12. The verification method of claim 11, wherein the secret-key system is a key-exchange system or a public-and-private key-pair system.

13. The verification method of claim 11, wherein:

the Bluetooth peripheral apparatus receives the first encrypted verification parameter via a Bluetooth-connection request packet which is transmitted by the Bluetooth central apparatus to the Bluetooth peripheral apparatus; and

the Bluetooth peripheral apparatus transmits the second encrypted verification parameter via a Bluetooth-connection response packet which is transmitted by the Bluetooth peripheral apparatus to the Bluetooth central apparatus.

14. The verification method of claim 11, wherein:

the Bluetooth peripheral apparatus receives the first encrypted verification parameter via a first packet which is transmitted by the Bluetooth central apparatus to the Bluetooth peripheral apparatus after the Bluetooth central apparatus has been connected with the Bluetooth peripheral apparatus; and

the Bluetooth peripheral apparatus transmits the second encrypted verification parameter via a second packet which is transmitted by the Bluetooth peripheral apparatus to the Bluetooth central apparatus after the Bluetooth central apparatus has been connected with the Bluetooth peripheral apparatus.

15. The verification method of claim 11, further comprising:

transmitting operation information to the Bluetooth central apparatus before the first encrypted verification parameter is received so that the Bluetooth central apparatus determines whether the Bluetooth peripheral apparatus is an allowed apparatus according to the operation information.

16. A verification method implemented on a Bluetooth central apparatus, comprising:

encrypting a piece of verification data according to a secret-key system to generate a first encrypted verification parameter;

transmitting the first encrypted verification parameter to a Bluetooth peripheral apparatus;

receiving a second encrypted verification parameter from the Bluetooth peripheral apparatus;

decrypting the second encrypted verification parameter according to the secret-key system to obtain a piece of decrypted verification data; and

verifying whether the Bluetooth peripheral apparatus is valid according to the piece of verification data and the piece of decrypted verification data.

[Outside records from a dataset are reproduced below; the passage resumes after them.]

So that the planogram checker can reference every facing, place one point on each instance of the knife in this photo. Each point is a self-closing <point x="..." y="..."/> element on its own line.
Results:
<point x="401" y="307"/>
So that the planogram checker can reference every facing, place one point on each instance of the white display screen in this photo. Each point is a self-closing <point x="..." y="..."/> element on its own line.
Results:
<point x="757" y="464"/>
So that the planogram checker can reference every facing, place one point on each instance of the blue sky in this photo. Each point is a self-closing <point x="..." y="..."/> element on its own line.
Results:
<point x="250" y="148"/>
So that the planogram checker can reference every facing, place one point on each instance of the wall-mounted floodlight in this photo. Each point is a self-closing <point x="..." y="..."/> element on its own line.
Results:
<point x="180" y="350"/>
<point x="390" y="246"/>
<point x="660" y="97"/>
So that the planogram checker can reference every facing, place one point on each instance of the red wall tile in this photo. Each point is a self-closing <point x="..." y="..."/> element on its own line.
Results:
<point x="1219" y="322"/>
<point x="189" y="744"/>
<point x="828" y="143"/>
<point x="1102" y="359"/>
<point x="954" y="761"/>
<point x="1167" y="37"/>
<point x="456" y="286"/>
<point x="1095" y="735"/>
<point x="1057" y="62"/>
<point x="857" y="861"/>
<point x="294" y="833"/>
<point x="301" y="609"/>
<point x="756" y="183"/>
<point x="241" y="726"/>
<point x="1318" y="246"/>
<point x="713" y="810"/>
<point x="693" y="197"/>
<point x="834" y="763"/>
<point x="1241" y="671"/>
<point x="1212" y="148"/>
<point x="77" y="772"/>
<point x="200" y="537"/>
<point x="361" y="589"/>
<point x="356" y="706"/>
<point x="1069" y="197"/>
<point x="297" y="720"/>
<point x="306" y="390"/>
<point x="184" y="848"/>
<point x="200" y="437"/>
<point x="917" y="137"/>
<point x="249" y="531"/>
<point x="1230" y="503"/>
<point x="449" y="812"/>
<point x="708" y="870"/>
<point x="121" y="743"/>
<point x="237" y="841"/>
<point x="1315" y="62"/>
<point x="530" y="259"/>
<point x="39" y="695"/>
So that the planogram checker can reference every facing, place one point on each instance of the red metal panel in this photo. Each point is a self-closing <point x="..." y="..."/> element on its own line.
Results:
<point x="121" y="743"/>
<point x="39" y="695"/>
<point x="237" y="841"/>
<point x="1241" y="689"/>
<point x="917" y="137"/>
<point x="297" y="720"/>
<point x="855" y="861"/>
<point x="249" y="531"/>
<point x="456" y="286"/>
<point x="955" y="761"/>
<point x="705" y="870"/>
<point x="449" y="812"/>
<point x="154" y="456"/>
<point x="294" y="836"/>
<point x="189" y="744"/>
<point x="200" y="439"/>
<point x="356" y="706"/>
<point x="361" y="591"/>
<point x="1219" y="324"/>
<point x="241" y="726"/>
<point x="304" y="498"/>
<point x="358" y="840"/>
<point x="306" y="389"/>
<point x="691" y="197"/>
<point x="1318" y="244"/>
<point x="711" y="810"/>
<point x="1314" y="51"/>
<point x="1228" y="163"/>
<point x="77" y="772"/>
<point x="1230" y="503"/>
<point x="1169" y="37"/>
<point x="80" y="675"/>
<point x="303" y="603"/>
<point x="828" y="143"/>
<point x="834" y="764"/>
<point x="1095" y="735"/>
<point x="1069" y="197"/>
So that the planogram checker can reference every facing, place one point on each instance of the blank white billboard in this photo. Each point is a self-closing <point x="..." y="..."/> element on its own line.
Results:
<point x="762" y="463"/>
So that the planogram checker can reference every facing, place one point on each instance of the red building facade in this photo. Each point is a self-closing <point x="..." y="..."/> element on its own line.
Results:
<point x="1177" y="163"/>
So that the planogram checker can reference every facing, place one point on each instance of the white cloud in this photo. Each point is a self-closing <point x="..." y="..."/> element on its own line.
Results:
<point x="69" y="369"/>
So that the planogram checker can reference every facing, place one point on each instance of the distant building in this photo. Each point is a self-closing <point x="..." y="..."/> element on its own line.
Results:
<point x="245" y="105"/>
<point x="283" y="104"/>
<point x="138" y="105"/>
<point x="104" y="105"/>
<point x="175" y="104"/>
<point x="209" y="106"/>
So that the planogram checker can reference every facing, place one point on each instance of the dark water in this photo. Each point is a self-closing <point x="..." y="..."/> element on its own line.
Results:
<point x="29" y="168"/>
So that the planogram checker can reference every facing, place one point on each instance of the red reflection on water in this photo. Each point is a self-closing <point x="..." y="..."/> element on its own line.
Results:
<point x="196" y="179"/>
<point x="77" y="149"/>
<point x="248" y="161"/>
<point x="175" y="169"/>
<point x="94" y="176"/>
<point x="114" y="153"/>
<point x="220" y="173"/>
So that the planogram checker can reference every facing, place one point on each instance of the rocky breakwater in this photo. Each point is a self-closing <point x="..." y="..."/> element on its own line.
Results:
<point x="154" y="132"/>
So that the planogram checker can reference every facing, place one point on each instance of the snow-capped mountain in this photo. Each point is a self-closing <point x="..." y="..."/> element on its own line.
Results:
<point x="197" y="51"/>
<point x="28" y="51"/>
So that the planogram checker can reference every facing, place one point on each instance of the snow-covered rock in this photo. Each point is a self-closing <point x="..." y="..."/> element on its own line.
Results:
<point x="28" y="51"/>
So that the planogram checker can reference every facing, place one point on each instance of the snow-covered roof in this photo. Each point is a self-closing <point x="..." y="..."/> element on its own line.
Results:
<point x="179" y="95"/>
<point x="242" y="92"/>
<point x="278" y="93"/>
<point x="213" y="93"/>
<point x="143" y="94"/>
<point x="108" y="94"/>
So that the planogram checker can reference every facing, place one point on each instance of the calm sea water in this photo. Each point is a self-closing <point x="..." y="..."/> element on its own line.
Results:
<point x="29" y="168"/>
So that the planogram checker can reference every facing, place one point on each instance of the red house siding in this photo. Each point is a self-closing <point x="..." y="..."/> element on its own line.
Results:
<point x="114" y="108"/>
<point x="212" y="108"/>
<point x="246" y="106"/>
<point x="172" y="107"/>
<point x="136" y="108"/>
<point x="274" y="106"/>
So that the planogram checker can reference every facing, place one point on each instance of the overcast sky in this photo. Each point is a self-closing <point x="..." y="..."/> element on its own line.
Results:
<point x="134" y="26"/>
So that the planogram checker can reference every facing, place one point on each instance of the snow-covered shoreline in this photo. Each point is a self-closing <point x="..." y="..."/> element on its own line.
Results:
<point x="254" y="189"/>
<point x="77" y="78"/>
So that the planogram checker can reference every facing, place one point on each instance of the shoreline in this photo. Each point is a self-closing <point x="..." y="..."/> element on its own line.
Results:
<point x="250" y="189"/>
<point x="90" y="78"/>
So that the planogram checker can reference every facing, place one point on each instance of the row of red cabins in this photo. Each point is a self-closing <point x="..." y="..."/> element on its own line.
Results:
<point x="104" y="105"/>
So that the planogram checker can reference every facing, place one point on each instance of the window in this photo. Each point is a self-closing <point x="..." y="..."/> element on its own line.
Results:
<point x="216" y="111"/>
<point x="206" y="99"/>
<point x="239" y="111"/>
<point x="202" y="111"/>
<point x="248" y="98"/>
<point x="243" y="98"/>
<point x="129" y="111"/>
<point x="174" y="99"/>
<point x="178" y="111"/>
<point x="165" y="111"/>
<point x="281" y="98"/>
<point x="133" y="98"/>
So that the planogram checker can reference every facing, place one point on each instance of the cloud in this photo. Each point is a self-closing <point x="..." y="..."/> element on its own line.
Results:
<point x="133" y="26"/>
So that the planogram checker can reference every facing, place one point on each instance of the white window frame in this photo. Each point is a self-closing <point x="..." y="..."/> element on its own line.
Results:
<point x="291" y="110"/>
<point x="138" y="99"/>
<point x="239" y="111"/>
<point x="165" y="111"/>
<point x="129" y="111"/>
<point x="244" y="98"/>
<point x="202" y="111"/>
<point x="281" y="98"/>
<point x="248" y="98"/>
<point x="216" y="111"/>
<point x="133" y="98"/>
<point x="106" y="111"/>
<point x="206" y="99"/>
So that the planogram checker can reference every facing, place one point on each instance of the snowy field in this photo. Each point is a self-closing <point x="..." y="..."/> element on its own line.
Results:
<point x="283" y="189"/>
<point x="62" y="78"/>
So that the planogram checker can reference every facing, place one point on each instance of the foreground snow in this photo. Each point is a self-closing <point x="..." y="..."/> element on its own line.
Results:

17. The verification method of claim 16, wherein the secret-key system is a key-exchange system or a public-and-private key-pair system.

18. The verification method of claim 16, wherein:

the Bluetooth central apparatus transmits the first encrypted verification parameter via a Bluetooth-connection request packet which is transmitted by the Bluetooth central apparatus to the Bluetooth peripheral apparatus; and

the Bluetooth central apparatus receives the second encrypted verification parameter via a Bluetooth-connection response packet which is transmitted by the Bluetooth peripheral apparatus to the Bluetooth central apparatus.

19. The verification method of claim 16, wherein:

the Bluetooth central apparatus transmits the first encrypted verification parameter via a first packet which is transmitted by the Bluetooth central apparatus to the Bluetooth peripheral apparatus after the Bluetooth central apparatus has been connected with the Bluetooth peripheral apparatus; and

the Bluetooth central apparatus receives the second encrypted verification parameter via a second packet which is transmitted by the Bluetooth peripheral apparatus to the Bluetooth central apparatus after the Bluetooth central apparatus has been connected with the Bluetooth peripheral apparatus.

20. The verification method of claim 16, further comprising:

receiving operation information from the Bluetooth peripheral apparatus before transmitting the first encrypted verification parameter; and

determining whether the Bluetooth peripheral apparatus is an allowed apparatus according to the operation information.